There have been “no unintended consequences” as a result of the fair value reporting rules introduced in 2006, according to an official review of the accounting rules by the Financial Accounting Foundation (FAF).
Some sections of the private equity and venture capital industry have previously complained that the rules create unnecessary additional audit costs and administrative requirements.
Advisors have also raised concerns that auditors are not evaluating their fair value (or mark-to-market) estimates in a way that syncs with industry practice.
However, FAF’s post-implementation review of Financial Accounting Statement No. 157: Fair Value Measurement (later renamed ASC Topic 820) concluded the standard was generally working as intended.
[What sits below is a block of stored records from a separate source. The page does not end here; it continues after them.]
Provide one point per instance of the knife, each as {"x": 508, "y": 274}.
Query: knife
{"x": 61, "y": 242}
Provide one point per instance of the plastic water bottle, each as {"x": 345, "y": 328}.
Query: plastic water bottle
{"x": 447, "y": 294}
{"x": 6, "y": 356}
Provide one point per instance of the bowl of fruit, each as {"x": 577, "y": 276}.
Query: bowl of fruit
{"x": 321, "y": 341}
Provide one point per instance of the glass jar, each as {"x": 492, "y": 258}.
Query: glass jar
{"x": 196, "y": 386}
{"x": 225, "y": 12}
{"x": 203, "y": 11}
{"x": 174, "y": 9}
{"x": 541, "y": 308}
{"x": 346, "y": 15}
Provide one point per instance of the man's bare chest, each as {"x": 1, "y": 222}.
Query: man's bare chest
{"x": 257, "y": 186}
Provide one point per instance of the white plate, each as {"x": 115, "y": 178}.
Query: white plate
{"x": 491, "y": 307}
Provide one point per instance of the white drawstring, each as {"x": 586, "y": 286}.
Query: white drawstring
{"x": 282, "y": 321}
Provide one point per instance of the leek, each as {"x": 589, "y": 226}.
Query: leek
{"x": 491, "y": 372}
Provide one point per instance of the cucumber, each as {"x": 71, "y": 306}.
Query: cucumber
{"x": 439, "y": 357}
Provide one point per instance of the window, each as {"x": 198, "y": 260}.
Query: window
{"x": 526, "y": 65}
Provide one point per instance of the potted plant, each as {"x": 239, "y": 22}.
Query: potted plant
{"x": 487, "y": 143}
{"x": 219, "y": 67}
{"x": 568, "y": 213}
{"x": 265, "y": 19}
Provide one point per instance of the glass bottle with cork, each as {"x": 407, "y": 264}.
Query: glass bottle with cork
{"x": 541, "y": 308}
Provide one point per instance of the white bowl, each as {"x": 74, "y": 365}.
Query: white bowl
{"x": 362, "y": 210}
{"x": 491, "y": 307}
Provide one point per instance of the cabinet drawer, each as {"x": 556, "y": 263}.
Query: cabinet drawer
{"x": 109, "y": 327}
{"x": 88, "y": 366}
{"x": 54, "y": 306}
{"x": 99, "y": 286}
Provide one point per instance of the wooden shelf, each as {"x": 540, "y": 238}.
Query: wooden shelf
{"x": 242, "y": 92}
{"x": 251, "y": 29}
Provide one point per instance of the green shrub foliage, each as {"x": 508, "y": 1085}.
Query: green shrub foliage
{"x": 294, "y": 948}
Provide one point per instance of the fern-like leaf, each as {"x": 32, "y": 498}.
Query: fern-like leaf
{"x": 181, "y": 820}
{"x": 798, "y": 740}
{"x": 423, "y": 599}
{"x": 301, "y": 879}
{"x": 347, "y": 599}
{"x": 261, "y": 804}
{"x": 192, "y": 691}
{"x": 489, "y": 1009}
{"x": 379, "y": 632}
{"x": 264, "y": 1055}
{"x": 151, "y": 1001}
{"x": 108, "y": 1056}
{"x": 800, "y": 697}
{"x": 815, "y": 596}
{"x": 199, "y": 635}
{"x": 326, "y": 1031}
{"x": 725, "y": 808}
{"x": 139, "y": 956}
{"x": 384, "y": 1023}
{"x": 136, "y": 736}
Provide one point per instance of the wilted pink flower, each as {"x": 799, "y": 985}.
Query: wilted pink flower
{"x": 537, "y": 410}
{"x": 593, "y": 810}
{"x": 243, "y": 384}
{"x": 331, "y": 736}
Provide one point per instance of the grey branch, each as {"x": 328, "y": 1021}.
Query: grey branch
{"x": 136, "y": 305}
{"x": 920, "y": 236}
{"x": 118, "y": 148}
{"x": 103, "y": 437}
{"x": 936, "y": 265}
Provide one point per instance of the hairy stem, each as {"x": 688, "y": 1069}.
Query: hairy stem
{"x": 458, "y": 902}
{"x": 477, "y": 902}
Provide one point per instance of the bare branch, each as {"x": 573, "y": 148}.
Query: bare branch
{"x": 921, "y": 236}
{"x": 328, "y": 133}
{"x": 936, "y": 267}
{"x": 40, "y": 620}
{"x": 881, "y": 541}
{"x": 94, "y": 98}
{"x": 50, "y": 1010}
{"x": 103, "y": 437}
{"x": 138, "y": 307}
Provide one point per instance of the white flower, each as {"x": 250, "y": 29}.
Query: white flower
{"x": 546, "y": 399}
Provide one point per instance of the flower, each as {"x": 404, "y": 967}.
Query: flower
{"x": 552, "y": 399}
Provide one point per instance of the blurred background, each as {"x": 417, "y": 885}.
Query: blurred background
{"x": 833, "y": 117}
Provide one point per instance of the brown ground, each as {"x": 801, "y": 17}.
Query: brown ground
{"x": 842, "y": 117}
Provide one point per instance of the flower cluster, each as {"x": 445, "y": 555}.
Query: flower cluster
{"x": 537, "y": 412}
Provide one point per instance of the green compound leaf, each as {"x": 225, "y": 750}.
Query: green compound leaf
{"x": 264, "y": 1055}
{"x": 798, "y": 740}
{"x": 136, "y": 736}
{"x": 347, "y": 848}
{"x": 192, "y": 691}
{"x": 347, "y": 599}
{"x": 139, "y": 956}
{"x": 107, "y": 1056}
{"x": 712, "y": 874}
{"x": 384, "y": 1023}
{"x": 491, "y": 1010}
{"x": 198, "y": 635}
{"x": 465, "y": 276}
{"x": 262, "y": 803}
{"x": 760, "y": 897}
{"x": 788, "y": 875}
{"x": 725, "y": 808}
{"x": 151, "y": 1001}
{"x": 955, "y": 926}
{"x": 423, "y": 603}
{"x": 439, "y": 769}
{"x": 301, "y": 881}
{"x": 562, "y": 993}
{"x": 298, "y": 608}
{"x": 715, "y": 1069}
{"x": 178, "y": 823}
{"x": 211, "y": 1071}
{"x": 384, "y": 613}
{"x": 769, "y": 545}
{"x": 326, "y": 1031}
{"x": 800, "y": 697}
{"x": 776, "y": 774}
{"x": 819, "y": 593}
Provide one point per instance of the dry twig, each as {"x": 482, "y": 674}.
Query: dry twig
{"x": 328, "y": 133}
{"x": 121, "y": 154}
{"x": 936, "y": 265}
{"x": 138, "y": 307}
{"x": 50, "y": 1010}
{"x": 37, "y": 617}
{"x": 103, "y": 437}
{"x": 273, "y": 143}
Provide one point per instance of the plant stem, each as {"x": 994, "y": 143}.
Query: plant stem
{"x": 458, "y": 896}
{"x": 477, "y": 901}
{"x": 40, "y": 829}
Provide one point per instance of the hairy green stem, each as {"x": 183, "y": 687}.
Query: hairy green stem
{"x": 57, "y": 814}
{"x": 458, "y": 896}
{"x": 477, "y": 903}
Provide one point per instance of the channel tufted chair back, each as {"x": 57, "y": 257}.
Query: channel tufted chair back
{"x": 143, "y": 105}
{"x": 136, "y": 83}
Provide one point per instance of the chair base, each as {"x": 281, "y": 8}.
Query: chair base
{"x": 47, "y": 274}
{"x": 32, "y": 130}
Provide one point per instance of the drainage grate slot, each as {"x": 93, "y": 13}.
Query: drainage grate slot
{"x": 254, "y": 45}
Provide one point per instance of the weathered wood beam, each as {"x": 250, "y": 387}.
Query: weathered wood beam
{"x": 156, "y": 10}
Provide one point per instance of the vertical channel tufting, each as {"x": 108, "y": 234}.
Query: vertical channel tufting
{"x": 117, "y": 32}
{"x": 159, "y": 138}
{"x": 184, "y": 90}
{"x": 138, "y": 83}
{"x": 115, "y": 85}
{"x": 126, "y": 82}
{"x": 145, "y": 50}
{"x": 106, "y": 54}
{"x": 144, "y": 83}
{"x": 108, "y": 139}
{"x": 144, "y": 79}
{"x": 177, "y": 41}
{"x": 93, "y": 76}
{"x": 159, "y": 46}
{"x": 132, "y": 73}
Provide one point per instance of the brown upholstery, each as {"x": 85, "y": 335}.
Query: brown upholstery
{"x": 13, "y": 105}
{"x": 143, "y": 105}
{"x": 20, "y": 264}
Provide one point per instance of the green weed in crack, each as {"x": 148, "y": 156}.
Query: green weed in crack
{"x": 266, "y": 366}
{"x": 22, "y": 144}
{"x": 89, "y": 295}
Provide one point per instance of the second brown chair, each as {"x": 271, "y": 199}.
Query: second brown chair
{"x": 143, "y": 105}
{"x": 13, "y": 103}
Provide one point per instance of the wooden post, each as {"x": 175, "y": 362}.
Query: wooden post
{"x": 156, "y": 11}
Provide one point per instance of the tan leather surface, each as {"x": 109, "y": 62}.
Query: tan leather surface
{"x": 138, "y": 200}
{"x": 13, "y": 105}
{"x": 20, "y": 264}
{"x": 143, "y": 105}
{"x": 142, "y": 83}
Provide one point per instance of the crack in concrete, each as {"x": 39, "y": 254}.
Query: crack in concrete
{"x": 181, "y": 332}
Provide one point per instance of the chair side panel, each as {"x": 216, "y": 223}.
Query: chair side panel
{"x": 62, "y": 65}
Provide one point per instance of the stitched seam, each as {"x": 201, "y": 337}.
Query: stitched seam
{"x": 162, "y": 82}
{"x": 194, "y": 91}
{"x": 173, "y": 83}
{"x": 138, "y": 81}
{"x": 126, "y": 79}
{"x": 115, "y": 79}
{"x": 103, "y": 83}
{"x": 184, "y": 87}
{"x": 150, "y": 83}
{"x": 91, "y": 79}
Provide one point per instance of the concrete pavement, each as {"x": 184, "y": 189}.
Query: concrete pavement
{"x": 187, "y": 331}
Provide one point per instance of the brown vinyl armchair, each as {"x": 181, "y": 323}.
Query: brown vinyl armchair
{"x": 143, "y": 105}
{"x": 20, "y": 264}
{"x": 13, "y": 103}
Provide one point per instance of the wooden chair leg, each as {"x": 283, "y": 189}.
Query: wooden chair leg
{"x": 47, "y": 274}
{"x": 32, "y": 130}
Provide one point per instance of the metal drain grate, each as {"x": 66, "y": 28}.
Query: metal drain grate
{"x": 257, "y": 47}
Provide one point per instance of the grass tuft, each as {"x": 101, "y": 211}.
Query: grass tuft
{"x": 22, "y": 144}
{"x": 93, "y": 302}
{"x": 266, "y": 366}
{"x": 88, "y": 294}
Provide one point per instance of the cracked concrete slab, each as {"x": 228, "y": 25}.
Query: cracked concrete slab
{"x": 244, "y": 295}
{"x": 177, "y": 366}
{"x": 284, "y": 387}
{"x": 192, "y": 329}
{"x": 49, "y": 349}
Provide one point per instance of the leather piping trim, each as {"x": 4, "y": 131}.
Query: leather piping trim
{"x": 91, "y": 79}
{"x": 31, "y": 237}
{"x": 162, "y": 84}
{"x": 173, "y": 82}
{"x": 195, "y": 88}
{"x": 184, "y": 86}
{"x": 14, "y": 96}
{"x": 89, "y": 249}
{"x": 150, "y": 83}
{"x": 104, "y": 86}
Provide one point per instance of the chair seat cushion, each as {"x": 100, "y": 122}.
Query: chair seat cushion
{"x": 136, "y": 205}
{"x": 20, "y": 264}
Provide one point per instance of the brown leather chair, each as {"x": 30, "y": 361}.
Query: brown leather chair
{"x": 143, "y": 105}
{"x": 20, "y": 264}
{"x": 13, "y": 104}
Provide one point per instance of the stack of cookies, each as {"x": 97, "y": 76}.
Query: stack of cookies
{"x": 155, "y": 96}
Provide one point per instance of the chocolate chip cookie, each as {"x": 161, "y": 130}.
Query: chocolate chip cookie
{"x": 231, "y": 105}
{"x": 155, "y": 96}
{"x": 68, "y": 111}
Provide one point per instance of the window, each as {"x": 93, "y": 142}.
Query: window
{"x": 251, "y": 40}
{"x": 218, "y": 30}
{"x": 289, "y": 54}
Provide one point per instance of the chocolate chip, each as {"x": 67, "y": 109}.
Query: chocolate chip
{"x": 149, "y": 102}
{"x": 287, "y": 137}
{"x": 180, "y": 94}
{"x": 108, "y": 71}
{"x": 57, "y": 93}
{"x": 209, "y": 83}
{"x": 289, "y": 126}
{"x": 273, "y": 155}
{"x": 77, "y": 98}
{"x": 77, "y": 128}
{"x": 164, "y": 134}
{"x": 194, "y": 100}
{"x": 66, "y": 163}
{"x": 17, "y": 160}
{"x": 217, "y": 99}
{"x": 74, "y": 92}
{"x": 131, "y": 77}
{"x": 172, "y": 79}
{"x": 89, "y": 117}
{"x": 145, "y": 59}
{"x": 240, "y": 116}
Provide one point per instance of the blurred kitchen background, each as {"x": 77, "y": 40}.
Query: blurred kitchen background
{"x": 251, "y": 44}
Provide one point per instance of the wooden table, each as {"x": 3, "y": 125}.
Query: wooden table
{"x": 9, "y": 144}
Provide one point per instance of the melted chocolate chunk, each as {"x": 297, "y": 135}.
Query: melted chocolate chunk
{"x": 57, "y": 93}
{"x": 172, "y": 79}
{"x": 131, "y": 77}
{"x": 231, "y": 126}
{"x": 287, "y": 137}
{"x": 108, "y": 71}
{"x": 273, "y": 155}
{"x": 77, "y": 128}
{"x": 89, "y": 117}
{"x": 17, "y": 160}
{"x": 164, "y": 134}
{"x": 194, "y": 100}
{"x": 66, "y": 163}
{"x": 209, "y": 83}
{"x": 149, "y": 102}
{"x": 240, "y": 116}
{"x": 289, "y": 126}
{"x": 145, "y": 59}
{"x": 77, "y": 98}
Some industry sources believe that finding is in part due to the relatively small size of the private equity and venture capital industries within the total universe of organizations covered by the rule. Large banks, public companies and many other industries of various types that have incorporated fair value reporting in the preparation of financial statements were also considered as part of the review.
Moreover, a consultation period on Statement 157 produced a conflicting range of responses from stakeholders. Some respondents, including private equity firms, employee benefit plans and private companies, said the standard was producing too much disclosure information that at times confused investors – while other relatively larger respondents suggested that more disclosures were in fact needed.
“It would appear as if the review team split the difference, and said the right amount of disclosures were being provided,” said David Larsen, managing director at Duff & Phelps, a financial advisory and investment banking firm.
The report conceded that certain stakeholders – including private equity firms – were incurring additional auditing and valuation costs to meet the standard. However, it attributed these expenses in part to outside forces, and not necessarily just to the standard itself.
“Rather, we believe that some of these costs relate to factors arising after the issuance of Statement 157, such as the requirements associated with Sarbanes-Oxley, [Securities and Exchange Commission] reviews, and [Public Company Accounting Oversight Board] inspections. Additionally, some costs may have been amplified by the global financial crisis of 2008,” the report said.
FASB chairman Russ Golden said in a statement that the board would consider the review team’s finding and provide an initial response in the coming weeks.